Jamie Foxx is a dirty cop in the lean, mean, and completely implausible Sleepless

Sleepless stinks of disrepute: generic title, mid-January release, no advance screenings. But it’s not like today’s Hollywood has a surplus of watchable B-pictures. A beat-for-beat remake of a relatively diverting French thriller called Sleepless Night, the film shifts the action from a nightclub in the Paris suburbs to a hotel casino off the Vegas strip and ramps up the sadism, but otherwise follows the same breathless, potentially nihilistic narrative. A seemingly dirty cop named Vincent (Jamie Foxx) rips off the wrong guys, who kidnap his teenage son and hold him for ransom in exchange for their missing coke, which they are supposed to deliver to a murderous crew of traffickers the same night—a dog-eat-dog situation made worse by the arrival of internal affairs investigator Bryant (Michelle Monaghan), who intends to catch Vincent red-handed. As to the question of whether Vincent is really that bad or just deep undercover in a corrupt unit, Sleepless never provides a satisfactory answer. It acts like it does, but it doesn’t. It’s too fucked up on its own implausibility.

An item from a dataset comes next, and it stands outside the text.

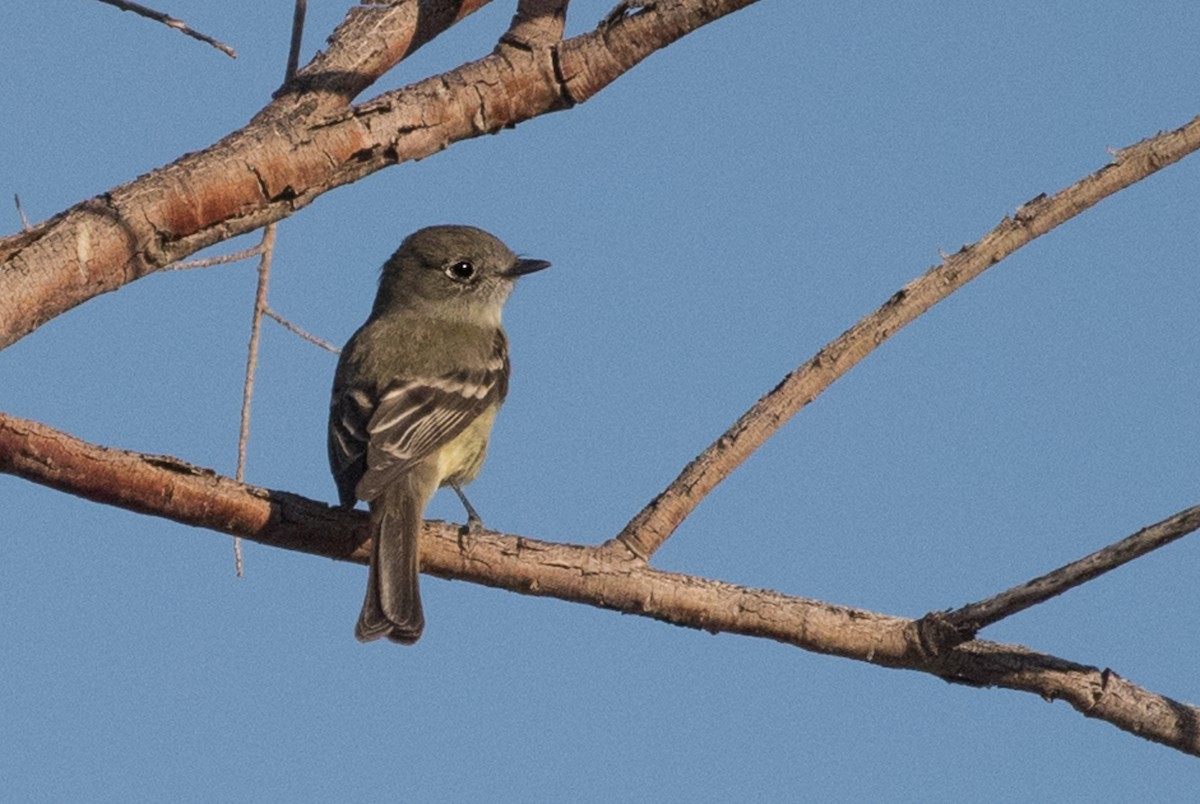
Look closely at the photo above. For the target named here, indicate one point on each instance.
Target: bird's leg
(474, 525)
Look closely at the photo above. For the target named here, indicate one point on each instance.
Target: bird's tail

One might assume that the bluffs, debts, and desperate high-stakes gambles of the plot would find some resonance in the setting—a casino, for Chrissakes—but like the original, the movie gives no sense of the layout of its main location. But it bests Sleepless Night in one respect: It isn’t filmed in sweaty-palmed handheld close-ups. Swiss-German director Baran Bo Odar scores a minor coup in getting Mihai Malaimare Jr., the cinematographer of The Master, to shoot the film. As in the Liam Neeson potboiler A Walk Among The Tombstones, Malaimare seems to have been brought on to make an exercise in generic pulp look like it was made by someone who gives a damn—to give it negative fill and negative space. His camerawork is sharply chiseled and angular, often dead-centered as it clings to the visual line of Vincent’s shoulders or the body of his dinged-up, olive-green ’68 Pontiac GTO. Some enterprising amateur editor could cut together a minute of nothing but stubbornly symmetrical Steadicam shots from this film, keeping pace with characters from behind as they cross hallways.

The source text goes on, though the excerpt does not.